Ecco la sua Rimini. Ecco la casa di suo padre. Ecco sua madre che gli correva incontro affannata. Ecco la servitù che gli si faceva intorno. Ecco sua sorella Emma, che lo guardava dal portone torcendosi le mani. Un solo sguardo... Emma si volse pallida ed entrò in casa senza parlare. La madre la seguì lesta.

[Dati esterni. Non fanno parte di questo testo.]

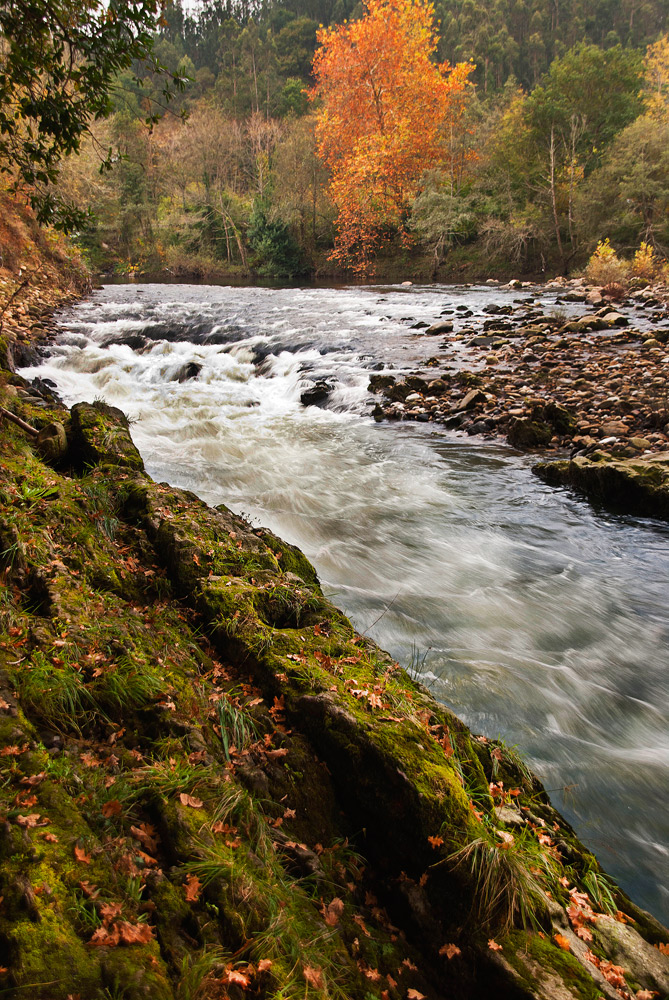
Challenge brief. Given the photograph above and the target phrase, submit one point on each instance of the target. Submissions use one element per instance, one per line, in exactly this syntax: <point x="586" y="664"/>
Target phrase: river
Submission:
<point x="535" y="617"/>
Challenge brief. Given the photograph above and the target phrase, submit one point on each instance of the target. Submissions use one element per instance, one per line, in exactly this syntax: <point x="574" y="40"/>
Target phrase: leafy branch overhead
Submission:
<point x="59" y="61"/>
<point x="385" y="112"/>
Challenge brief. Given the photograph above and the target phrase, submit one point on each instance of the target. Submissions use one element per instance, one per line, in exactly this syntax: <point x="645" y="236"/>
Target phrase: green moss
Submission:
<point x="533" y="956"/>
<point x="50" y="958"/>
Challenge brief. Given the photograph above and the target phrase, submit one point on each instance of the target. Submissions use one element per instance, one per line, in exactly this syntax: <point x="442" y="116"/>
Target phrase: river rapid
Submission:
<point x="533" y="616"/>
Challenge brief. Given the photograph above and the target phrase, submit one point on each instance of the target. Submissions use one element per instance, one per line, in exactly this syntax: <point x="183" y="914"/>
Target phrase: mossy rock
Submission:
<point x="100" y="435"/>
<point x="633" y="486"/>
<point x="523" y="432"/>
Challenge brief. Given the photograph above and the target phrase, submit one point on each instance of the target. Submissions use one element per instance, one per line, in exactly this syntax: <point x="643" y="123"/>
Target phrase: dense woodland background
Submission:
<point x="564" y="141"/>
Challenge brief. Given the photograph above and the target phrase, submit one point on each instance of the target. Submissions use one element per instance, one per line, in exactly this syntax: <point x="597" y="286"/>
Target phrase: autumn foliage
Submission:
<point x="385" y="113"/>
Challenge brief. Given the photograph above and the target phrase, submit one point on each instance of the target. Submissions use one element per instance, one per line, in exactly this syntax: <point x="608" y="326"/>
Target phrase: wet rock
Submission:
<point x="317" y="392"/>
<point x="378" y="382"/>
<point x="188" y="371"/>
<point x="442" y="326"/>
<point x="524" y="432"/>
<point x="615" y="319"/>
<point x="100" y="435"/>
<point x="52" y="442"/>
<point x="638" y="486"/>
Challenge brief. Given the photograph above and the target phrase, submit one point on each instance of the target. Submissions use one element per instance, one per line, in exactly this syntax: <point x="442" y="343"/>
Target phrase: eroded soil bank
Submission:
<point x="595" y="386"/>
<point x="213" y="786"/>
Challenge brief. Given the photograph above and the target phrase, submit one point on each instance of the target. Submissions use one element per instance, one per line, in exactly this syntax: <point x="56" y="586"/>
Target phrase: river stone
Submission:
<point x="52" y="442"/>
<point x="317" y="392"/>
<point x="615" y="319"/>
<point x="190" y="370"/>
<point x="640" y="960"/>
<point x="377" y="382"/>
<point x="100" y="435"/>
<point x="473" y="398"/>
<point x="442" y="326"/>
<point x="526" y="433"/>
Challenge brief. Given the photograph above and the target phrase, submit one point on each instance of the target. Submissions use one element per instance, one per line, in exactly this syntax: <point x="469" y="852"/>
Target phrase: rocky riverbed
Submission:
<point x="598" y="382"/>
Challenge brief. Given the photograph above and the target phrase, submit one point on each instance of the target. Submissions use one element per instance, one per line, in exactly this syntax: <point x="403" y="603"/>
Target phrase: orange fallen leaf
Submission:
<point x="110" y="911"/>
<point x="134" y="933"/>
<point x="313" y="976"/>
<point x="333" y="911"/>
<point x="237" y="978"/>
<point x="34" y="779"/>
<point x="30" y="820"/>
<point x="193" y="888"/>
<point x="190" y="800"/>
<point x="449" y="950"/>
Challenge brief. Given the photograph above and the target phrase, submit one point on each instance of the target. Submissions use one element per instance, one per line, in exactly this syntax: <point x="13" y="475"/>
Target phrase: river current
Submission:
<point x="535" y="617"/>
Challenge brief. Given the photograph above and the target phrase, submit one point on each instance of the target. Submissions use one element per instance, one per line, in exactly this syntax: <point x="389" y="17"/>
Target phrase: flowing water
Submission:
<point x="533" y="616"/>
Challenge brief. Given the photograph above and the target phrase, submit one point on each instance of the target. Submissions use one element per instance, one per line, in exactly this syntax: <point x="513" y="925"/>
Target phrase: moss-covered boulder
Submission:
<point x="211" y="785"/>
<point x="635" y="486"/>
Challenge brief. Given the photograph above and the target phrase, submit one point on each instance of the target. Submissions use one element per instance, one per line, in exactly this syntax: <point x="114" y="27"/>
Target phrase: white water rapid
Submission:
<point x="532" y="615"/>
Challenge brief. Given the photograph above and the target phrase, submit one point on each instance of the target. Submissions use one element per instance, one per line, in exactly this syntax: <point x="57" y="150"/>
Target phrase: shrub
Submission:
<point x="605" y="267"/>
<point x="646" y="265"/>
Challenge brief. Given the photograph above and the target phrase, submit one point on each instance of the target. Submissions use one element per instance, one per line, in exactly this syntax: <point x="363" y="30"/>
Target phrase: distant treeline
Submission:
<point x="563" y="141"/>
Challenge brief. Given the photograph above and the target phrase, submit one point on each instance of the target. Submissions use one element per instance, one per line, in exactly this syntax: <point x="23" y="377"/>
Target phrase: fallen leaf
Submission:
<point x="134" y="933"/>
<point x="193" y="888"/>
<point x="105" y="937"/>
<point x="30" y="820"/>
<point x="313" y="976"/>
<point x="449" y="950"/>
<point x="146" y="834"/>
<point x="238" y="978"/>
<point x="190" y="800"/>
<point x="110" y="911"/>
<point x="34" y="779"/>
<point x="333" y="911"/>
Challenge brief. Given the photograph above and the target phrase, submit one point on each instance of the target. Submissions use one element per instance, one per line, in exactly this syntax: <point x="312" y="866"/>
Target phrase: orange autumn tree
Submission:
<point x="385" y="113"/>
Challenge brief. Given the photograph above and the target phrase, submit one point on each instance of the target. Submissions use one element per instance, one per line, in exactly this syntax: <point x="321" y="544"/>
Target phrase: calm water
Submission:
<point x="533" y="616"/>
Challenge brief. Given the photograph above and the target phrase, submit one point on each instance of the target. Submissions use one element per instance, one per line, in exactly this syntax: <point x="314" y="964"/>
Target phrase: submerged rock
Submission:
<point x="224" y="733"/>
<point x="635" y="485"/>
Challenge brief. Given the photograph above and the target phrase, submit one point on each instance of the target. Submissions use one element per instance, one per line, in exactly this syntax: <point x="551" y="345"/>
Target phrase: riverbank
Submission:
<point x="595" y="387"/>
<point x="213" y="783"/>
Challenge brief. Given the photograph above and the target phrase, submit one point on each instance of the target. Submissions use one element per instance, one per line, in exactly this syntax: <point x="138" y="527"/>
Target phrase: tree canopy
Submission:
<point x="384" y="110"/>
<point x="59" y="60"/>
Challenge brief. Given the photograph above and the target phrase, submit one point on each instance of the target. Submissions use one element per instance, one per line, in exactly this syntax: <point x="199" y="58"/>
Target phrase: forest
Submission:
<point x="551" y="137"/>
<point x="556" y="139"/>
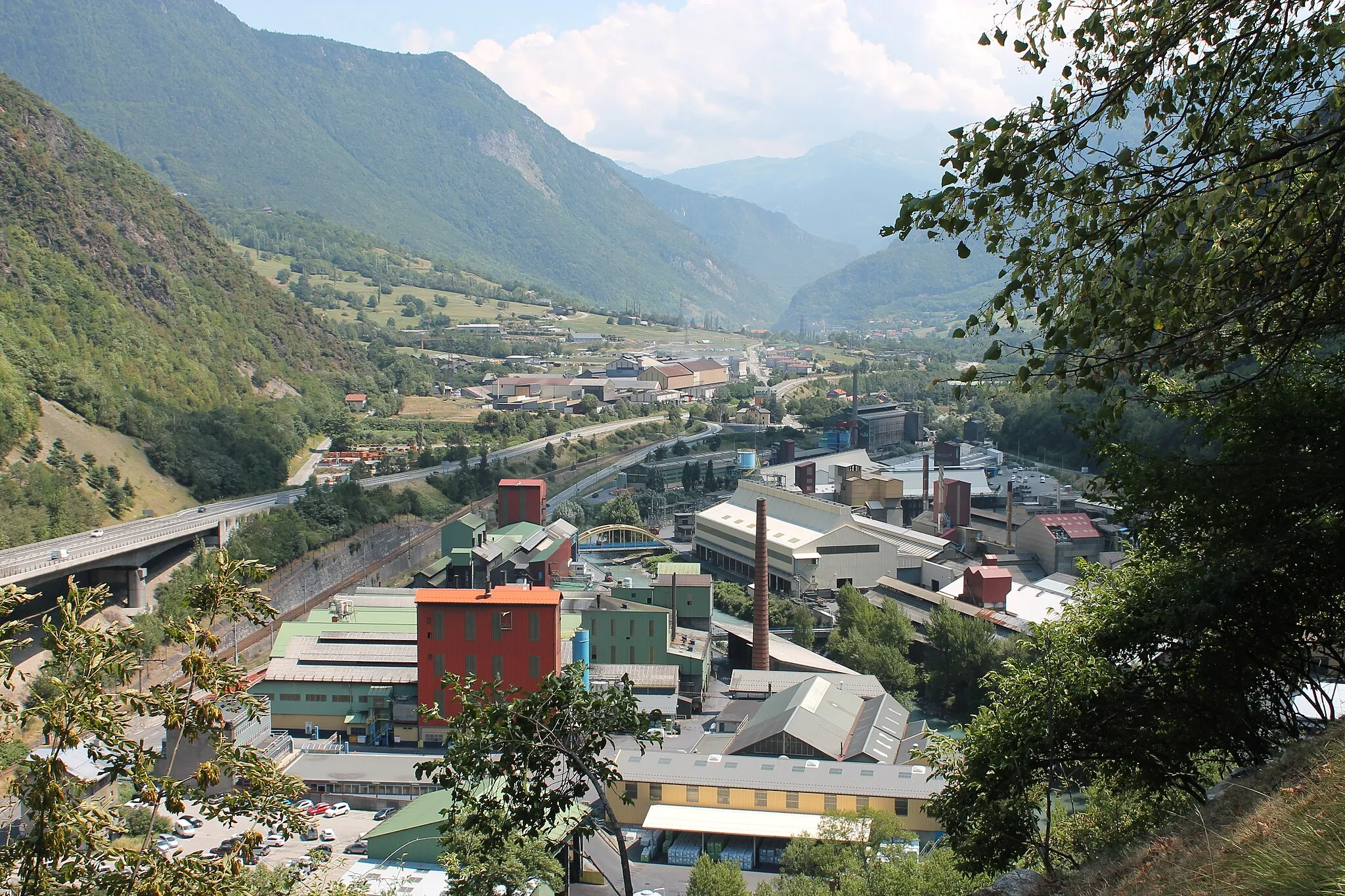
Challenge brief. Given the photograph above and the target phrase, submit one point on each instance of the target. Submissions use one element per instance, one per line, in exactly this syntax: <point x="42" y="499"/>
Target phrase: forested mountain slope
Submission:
<point x="119" y="301"/>
<point x="764" y="244"/>
<point x="911" y="282"/>
<point x="420" y="148"/>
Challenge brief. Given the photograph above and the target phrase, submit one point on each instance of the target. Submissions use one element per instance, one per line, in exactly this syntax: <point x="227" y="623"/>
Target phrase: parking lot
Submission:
<point x="347" y="828"/>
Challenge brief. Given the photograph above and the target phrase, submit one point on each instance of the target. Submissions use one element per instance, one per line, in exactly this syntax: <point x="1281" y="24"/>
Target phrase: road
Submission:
<point x="590" y="481"/>
<point x="311" y="464"/>
<point x="79" y="551"/>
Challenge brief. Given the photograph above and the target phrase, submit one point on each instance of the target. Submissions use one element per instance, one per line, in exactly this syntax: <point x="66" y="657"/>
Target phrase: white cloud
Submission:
<point x="732" y="78"/>
<point x="412" y="38"/>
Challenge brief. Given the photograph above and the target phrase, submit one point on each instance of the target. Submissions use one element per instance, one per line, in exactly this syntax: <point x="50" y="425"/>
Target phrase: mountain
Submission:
<point x="418" y="148"/>
<point x="764" y="244"/>
<point x="912" y="282"/>
<point x="119" y="301"/>
<point x="843" y="191"/>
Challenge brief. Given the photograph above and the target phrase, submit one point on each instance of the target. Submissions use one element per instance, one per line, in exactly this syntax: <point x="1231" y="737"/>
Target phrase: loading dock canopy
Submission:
<point x="745" y="822"/>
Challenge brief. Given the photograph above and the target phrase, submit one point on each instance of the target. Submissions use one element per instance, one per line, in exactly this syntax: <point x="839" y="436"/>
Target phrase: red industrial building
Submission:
<point x="521" y="501"/>
<point x="953" y="499"/>
<point x="510" y="633"/>
<point x="988" y="585"/>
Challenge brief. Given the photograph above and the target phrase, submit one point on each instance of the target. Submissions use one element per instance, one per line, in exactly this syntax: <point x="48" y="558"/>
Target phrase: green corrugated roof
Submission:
<point x="470" y="521"/>
<point x="517" y="531"/>
<point x="324" y="624"/>
<point x="680" y="568"/>
<point x="430" y="811"/>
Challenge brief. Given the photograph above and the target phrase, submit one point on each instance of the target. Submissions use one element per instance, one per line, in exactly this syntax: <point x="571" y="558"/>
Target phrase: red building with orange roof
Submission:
<point x="512" y="633"/>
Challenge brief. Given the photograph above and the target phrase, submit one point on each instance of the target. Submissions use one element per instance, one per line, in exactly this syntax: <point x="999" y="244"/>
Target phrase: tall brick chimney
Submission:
<point x="762" y="598"/>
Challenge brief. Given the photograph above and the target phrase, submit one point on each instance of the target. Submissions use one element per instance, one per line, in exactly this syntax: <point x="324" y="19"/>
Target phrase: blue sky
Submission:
<point x="686" y="82"/>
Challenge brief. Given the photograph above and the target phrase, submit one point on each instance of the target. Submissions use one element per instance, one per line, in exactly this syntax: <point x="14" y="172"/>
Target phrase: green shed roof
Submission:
<point x="322" y="622"/>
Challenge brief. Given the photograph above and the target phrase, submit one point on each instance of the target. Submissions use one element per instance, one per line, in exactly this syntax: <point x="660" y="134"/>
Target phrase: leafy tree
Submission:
<point x="479" y="863"/>
<point x="622" y="511"/>
<point x="801" y="620"/>
<point x="875" y="641"/>
<point x="519" y="761"/>
<point x="33" y="448"/>
<point x="962" y="652"/>
<point x="715" y="878"/>
<point x="91" y="703"/>
<point x="573" y="511"/>
<point x="1176" y="206"/>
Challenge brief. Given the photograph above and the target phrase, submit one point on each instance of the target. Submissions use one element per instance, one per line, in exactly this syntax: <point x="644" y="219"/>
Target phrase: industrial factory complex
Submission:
<point x="775" y="735"/>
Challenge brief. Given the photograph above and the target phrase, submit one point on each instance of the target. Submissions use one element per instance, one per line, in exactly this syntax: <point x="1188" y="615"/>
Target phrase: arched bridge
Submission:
<point x="622" y="536"/>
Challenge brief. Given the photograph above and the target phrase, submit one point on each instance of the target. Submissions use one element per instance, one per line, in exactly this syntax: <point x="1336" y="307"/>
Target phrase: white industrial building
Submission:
<point x="811" y="543"/>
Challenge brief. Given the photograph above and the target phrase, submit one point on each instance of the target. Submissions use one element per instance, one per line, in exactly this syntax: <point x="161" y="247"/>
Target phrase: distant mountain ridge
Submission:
<point x="908" y="284"/>
<point x="417" y="148"/>
<point x="764" y="244"/>
<point x="843" y="191"/>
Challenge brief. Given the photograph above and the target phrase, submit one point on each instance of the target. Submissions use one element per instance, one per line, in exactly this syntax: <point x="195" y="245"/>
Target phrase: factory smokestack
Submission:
<point x="762" y="599"/>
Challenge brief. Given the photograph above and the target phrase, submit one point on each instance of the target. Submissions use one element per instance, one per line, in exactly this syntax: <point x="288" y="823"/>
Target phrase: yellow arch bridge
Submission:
<point x="622" y="538"/>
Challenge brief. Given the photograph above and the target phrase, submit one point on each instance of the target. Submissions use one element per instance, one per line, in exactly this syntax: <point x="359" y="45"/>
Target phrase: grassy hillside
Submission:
<point x="764" y="244"/>
<point x="916" y="282"/>
<point x="420" y="148"/>
<point x="152" y="489"/>
<point x="120" y="303"/>
<point x="1277" y="832"/>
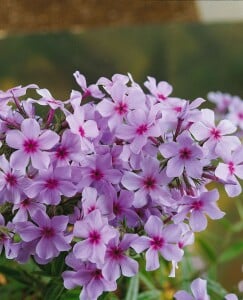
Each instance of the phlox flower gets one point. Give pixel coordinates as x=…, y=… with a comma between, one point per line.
x=88, y=276
x=26, y=207
x=230, y=170
x=97, y=171
x=183, y=154
x=12, y=182
x=123, y=100
x=31, y=144
x=91, y=201
x=49, y=234
x=161, y=239
x=96, y=233
x=86, y=130
x=141, y=125
x=198, y=206
x=149, y=182
x=160, y=91
x=68, y=150
x=48, y=186
x=116, y=260
x=216, y=138
x=123, y=209
x=91, y=90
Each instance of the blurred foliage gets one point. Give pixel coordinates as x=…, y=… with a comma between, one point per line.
x=195, y=59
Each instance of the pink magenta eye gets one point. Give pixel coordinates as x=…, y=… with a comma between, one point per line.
x=30, y=146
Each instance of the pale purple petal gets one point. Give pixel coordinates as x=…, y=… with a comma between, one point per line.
x=140, y=244
x=67, y=188
x=175, y=167
x=111, y=270
x=154, y=226
x=40, y=160
x=129, y=267
x=239, y=171
x=15, y=139
x=199, y=288
x=222, y=171
x=131, y=181
x=27, y=231
x=48, y=139
x=171, y=252
x=152, y=260
x=105, y=108
x=19, y=160
x=138, y=143
x=30, y=128
x=90, y=129
x=226, y=127
x=233, y=190
x=182, y=295
x=45, y=249
x=198, y=221
x=168, y=149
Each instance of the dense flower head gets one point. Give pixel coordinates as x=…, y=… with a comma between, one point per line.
x=110, y=174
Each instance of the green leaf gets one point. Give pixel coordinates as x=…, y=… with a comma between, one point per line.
x=54, y=290
x=216, y=288
x=147, y=281
x=231, y=252
x=132, y=293
x=15, y=274
x=239, y=206
x=149, y=295
x=207, y=249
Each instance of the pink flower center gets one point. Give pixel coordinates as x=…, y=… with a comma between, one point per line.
x=117, y=208
x=91, y=208
x=197, y=205
x=157, y=242
x=81, y=131
x=47, y=232
x=185, y=153
x=26, y=202
x=240, y=115
x=121, y=108
x=177, y=108
x=97, y=174
x=231, y=167
x=142, y=129
x=51, y=183
x=115, y=252
x=94, y=237
x=11, y=179
x=97, y=275
x=161, y=97
x=61, y=152
x=215, y=133
x=3, y=237
x=30, y=146
x=149, y=182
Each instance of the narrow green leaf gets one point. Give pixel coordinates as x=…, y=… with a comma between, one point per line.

Sul lungomare di Rimini, nel caldo pomeriggio di agosto, un sole vivido sfavillava sulle lente onde di un mare placido che si infrangevano dolcemente sul bagnasciuga.
Il Bagnino, un reduce di altre battaglie, aveva trascorso il tempo camminando avanti e indietro osservando i bagnanti.
Ora che il sole stava calando risentiva nelle ossa l’umidità crescente e la stanchezza di una giornata trascorsa in piedi.
Si sedette sul suo scranno soprelevato e assaporò il riposo. Fantasticava di quel periodo lontano, in cui aveva combattuto e di quando, tornato dal fronte aveva ritrovato la sua famiglia che l’attendeva.
Bei tempi quelli, era galvanizzato dall’aver vinto il nemico ed essere sopravvissuto, ma anche soddisfatto delle gioie familiari al ritorno.
E poi quel lavoro di Bagnino gli piaceva... sole, mare, bei ragazzi e ragazze, tanti bambini che giocavano sulla sabbia e gli sorridevano passandogli vicino.
Ma ora si sentiva stanco e voleva riposo.
Non se n’era accorto subito di quella ragazza biancovestita... con un velo altrettanto bianco che le copriva i capelli.
Una suffragetta, pensò adocchiandola, o una originale... di quelle che si vedono ogni tanto e si vestono e si comportano così soltanto per emergere nella massa, per farsi notare.
La guardò con sufficienza e tornò ai suoi pensieri.
L’aveva cancellata dalla sua mente.
Pochi, radi e lontani bagnanti... scrutò per l’ultima volta il mare e... la vide, laggiù, lontano.
Il Bagnino di Rimini la guardò a lungo... quella mano affusolata si agitava sempre più lentamente nell'acqua resa scura dalle alghe assassine. Si agitava piano e scendeva piano piano a fondo. La guardò di nuovo... non gli andava affatto di tuffarsi per salvare la ragazza, la cui mano ancora per poco si sarebbe erta laggiù sul pelo dell’acqua. Non avrebbe fatto in tempo e poi era davvero tanto stanco.
Ecco stava scomparendo quella mano e l’anello all’anulare mandò un ultimo bagliore rosso fuoco dall’enorme rubino che l’ornava.
Ecco stava scomparendo quella mano e l’anello all’anulare mandò un ultimo bagliore rosso fuoco dall’enorme rubino che l’ornava.